This year, Seaside is 30 years old and whatever you think of Andres Duany and the Congress for New Urbanism, any observer of urbanism must admit that Seaside has changed the vocabulary.
The pattern of main street, grid streets, mixed facades, and public space is part of every Federal Realty project and appears on our own Ellsworth Street.
Along Florida’s Gulf Coast, Seaside neighbors Rosemary Beach, Alys Beach, and the Watercolor resort have picked up the vocabulary and created a sense of place, community, and style along the coast road, 30A.
Duany etal have identified a fundamental human pleasure in strolling a certain type of built space, and have, most importantly, made that space marketable. From Seaside to Kentlands, CNU-style real estate comes in at a high price point and holds its value.

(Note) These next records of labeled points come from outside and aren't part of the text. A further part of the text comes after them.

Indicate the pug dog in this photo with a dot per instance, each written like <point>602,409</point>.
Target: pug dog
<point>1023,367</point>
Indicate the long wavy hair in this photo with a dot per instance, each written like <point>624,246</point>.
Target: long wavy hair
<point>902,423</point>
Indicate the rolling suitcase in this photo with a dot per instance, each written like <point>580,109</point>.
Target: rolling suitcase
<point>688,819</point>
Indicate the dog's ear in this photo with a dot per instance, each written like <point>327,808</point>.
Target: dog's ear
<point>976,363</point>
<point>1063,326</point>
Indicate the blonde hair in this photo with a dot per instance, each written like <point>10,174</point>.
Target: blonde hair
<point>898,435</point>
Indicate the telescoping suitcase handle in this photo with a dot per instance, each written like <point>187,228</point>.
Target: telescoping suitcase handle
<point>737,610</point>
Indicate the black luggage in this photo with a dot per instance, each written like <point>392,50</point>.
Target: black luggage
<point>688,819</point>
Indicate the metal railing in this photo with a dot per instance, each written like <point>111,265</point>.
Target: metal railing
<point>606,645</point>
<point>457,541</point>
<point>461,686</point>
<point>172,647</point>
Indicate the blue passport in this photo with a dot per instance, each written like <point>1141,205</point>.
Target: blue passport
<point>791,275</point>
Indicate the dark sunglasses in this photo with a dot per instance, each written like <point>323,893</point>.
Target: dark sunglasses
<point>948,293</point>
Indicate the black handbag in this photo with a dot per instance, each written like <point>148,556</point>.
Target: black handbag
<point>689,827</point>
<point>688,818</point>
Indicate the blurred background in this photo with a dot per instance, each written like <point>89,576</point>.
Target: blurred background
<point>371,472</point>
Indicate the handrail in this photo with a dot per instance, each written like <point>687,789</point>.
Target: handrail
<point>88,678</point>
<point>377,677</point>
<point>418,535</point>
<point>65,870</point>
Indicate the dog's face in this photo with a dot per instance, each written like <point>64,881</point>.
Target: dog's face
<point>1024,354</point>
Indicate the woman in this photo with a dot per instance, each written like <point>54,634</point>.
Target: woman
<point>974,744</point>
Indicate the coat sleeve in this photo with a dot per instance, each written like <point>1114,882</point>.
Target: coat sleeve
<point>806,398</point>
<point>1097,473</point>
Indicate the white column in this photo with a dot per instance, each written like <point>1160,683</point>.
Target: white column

Duany’s strongest message has been empiricism–using experience and evidence to form a community plan–most particularly, American experience and evidence. Planners and designers look wistfully at St. Mark’s Square but the American town, from New England to California, is a perfectly workable and pleasing model.
Paths, porch swings, front doors, a civic buildng, church or otherwise are the small physical markers of human community.
gk
Excellent points!
Seaside embodies so many things that we would like to see out of our urbanism. Creating value, evolving over time, and vision. The Mayberry pastiche–this is where the Truman SHow was shot after all–is more a product of what consumers want.
Every time I have heard criticism about the place it sounds like sour grapes. One, that it has attracted a narrow segment of society–well what resort town along one of the most beautiful stretches of beach in America wouldn’t hew to a refined tourism?
As you have noted, I think the importance and value of Seaside is not found there, but in its progeny.
Thayer-D
“Duany etal have identified a fundamental human pleasure in strolling a certain type of built space”
I think it would be more accurate to say that the New Urbanists re-established the pedestrian as the primary user of all built space, rather than the automobile. Strolling is just one of the advantages a good pedestrian environment provides. The health, environmental, and economic advantages are just begining to be understood by the public at large.
The only glitch in the matrix is the architectural profession’s distrust of anything that reaks of nostalgia. Somehow, if middle americans like it, there’s something to distrust in architecture that strives not only to function, but to be admired. Consequently, we get buildings like the New Silver Spring Library, a building few find attractive, becasue of ideologically minded architects
While aestetics is the most subjective parameter of good urbanism, it’s non the less an esential component to both St. Mark’s Square or Harvard Square. We shouldn’t be afraid to talk openly about it, as you’ve done here. Thank you.
claudia kousoulas
I actually prefer your description, the pedestrian as the primary user of all built space. It’s more encompassing and correct–we always seem to forget that the minute we park our cars our motivations and interests change completely.
I think one thing we try to do in our plans and reviews is make sure all users are represented–drivers, walkers, cyclists, and transit users. Our recent Mobility Access Report, for the first time, is starting to count pedestrians and cyclists. If you can be counted, you count!
And your right, nothing wrong with valuing aesthetics, as subject as they may be.